Limitations includes constraints related to the undertaking, and it could be time, resources, and lack of participants (Gaya & Smith, 2016). It is imperative to identify the limitations to plan how to overcome them. Delimitations entails the strategies to eliminate identified research limitations. Researchers must ensure the limitations do not interfere with outcome validity and reliability (Gaya, H. J., & Smith, E. E. (2016). In this way, the conclusion can be valid. The summary section summarizes explored concepts and offers an overview of the literature outline. The summary makes it easier for readers to understand the entire project (Butina, M. (2015). The summary should be comprehensive. Appendices and academic references are valuable in this research study. These are key perspectives that should be accommodated in the first section to prepare the readers for what they should expect to appear in section two.

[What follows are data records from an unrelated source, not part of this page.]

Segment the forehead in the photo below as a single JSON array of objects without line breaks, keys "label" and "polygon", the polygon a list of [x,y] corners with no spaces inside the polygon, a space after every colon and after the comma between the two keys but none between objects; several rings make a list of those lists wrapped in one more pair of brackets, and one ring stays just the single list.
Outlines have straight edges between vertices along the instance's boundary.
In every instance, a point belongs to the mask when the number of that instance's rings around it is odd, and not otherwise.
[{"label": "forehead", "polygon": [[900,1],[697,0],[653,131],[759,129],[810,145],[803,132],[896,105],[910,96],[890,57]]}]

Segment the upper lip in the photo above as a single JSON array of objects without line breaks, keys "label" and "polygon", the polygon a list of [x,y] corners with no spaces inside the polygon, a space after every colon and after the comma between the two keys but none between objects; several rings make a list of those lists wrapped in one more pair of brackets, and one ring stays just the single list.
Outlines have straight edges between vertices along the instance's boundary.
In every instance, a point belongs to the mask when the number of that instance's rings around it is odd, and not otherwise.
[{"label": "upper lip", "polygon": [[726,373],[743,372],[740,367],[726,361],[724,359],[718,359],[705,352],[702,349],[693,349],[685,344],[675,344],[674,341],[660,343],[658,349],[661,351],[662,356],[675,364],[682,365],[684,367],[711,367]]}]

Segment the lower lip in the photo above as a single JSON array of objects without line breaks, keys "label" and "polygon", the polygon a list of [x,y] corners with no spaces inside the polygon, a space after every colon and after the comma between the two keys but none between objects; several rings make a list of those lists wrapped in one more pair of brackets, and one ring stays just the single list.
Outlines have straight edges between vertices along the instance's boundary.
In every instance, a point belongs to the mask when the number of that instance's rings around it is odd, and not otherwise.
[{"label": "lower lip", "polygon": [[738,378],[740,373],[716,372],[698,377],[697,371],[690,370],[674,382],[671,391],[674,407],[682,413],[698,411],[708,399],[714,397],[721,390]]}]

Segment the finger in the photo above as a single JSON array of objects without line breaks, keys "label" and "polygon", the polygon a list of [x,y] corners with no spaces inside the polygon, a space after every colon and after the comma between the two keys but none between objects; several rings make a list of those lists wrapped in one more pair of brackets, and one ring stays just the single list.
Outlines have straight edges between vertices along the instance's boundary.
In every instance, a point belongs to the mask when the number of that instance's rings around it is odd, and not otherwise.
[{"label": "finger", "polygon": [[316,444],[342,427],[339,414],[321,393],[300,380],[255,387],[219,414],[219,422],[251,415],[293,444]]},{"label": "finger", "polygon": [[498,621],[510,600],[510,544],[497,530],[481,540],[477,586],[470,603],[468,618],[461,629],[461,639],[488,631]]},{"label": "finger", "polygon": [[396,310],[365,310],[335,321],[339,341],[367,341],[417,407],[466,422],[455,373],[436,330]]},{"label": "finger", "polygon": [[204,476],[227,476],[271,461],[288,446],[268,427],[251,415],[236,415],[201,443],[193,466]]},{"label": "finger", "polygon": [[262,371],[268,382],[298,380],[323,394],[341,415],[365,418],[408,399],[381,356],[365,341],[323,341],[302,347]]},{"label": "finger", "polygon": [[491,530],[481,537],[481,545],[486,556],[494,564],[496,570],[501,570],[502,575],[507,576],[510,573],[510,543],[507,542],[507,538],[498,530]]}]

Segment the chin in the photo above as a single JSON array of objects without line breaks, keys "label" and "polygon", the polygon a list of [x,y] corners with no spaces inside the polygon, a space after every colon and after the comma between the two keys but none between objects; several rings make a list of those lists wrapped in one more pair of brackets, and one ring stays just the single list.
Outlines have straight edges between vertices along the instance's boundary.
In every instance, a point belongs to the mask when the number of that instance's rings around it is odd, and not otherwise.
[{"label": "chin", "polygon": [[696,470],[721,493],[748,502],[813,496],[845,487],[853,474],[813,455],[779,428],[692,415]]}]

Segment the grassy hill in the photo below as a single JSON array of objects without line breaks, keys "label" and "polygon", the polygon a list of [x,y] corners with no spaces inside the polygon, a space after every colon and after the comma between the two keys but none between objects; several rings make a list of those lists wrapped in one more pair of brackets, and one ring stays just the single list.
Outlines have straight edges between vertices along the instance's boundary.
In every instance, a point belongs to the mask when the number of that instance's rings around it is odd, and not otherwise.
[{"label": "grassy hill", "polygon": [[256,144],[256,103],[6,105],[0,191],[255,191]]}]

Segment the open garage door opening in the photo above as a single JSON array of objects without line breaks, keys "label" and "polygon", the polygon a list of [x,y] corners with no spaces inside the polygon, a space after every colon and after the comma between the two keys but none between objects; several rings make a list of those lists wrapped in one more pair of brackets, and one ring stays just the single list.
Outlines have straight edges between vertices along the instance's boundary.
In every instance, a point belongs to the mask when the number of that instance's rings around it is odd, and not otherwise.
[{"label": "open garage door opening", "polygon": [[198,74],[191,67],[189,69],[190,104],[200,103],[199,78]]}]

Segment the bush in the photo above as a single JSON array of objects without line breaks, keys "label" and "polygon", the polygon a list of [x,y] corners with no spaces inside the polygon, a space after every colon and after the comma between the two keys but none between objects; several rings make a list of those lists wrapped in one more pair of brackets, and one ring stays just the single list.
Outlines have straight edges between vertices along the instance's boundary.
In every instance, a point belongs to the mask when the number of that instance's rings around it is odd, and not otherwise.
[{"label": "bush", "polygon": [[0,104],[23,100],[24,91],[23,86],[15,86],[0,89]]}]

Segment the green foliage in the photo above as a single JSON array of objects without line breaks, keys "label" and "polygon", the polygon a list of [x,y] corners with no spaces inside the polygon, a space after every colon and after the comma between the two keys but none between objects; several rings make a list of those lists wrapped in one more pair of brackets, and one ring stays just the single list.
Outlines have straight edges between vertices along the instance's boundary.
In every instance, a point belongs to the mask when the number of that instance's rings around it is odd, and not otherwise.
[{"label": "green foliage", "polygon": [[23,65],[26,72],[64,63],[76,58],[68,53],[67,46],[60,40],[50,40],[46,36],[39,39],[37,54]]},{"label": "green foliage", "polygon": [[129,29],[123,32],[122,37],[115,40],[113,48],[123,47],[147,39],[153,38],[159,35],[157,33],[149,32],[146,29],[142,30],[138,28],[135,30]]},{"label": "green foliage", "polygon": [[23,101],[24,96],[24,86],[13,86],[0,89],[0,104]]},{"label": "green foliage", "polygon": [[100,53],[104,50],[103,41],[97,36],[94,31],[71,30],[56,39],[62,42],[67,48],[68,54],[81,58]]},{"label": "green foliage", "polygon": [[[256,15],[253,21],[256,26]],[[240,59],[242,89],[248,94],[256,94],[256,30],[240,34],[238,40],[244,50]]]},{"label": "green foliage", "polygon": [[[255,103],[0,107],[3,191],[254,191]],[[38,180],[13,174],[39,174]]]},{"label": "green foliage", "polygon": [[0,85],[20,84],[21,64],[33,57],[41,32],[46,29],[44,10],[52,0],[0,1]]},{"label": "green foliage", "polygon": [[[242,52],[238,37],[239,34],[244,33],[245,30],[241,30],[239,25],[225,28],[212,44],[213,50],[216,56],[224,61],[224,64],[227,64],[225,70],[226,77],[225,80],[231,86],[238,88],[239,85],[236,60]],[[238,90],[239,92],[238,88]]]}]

The second part of this study will entail different segments such as research methodology, data collection, and measurement that establish an effective link with the first section to develop a solid picture of the overall research process and its projected goals and objectives. The researcher will establish the methodology for undertaking the research and provide supporting details surrounding the selected methods. An overview of the targeted population, sampling process, and sample size will be provided. This segment will pay in-depth attention to the data collection methods whose aim will be to gather data and information. A rationale behind the target group selection will also be included. For example, if the researcher highlights questionnaires and interviews as the central data collection methods, one must portray the reasons behind selecting them over others. Following the data collection part will be a descriptive analysis stage that will concentrate on interpreting the obtained information. This will lead to generalization, recommendations, and conclusions. With the use of an effective data analysis processes, the researcher will acquire valuable information leading to an effective generalization and conclusion. Research reliability and validity will also be established to ensure the conclusion made from the research is valid and reliable. The recommendations and conclusions derived from the research will add to an existing pool of academic literature linked to the topic at hand. Overall, the second section remains one of the most critical phases in a research study. It cultivates a better understanding of the topic at hand as established by the research outcomes.
Overview of Section 2
Section two will focus on the research methodology, the targeted population, sampling methods, the data collection process, analysis, recommendations, and conclusions. In the methodology part, the investigator will determine the integral research methods used. This might include surveys, interviews, observations, or experiments. The rationale behind each selection will be provided. This will consist of the targeted population, desired and selected sample size, sampling procedure, and rationale. One of the primary approaches that will define this segment is the data collection process. The researcher will collect valuable data and information useful in the research. A well-established plan of useful data tools, the collection strategy, and data organization will be highlighted in this part. The investigator will provide supporting information behind reliance on the selected data collection methods and their role in providing integrity and reliance. After collecting data, an analysis procedure will follow where the researcher will use vital tools and techniques to analyze the obtained data and information. A recommendation and conclusion part will follow to highlight to the audience the outcomes achieved and how they support the research questions. The researcher will also provide details focusing on the reliability and validity of the research project and supporting information. This research's generalizations, recommendations, and conclusions will highlight if leaders are responsible for protecting healthcare workers against burnout. This information will add to existing literature relevant to this domain.